Il documentario, Miglior Regia al Festival di Taormina segue quindi passo passo, il viaggio di Aregai, eritreo, sopravvissuto al naufragio del 3 ottobre 2013 in cui morirono 367 persone, tra cui tre suoi cugini. Dopo il salvataggio, avvenuto grazie a un pescatore locale, il film immortala la sua fuga verso il nord-Europa e i suoi pellegrinaggi attraverso centri di detenzione popolati da migliaia di richiedenti asilo bloccati in un limbo. Nel 2015 comincia invece il drammatico viaggio dalla Siria, di Wael e della sua famiglia composta da moglie e quattro bambini, gli Orfahli.
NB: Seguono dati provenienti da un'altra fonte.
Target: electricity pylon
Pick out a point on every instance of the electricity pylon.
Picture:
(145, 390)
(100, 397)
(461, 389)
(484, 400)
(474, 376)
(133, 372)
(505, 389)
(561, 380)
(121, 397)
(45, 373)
Si segue da Smirne, in Turchia, attraverso l’intero corridoio Balcanico un’odissea che, dopo 7 paesi diversi, 24 giorni di fame e pericoli, si conclude in Germania, dove Wael ritrova suo fratello Thair. «Il caos del titolo si riferisce anche alla mancanza totale di organizzazione, di come l’Europa e l’Italia abbiano gestito per decenni le migrazioni come emergenza, ma senza mai un piano» aggiungono gli autori che nel film non nascondo le chiusure della società, le preoccupazioni, l’intolleranza raccontando «la crisi globale delle migrazioni con una valenza universale».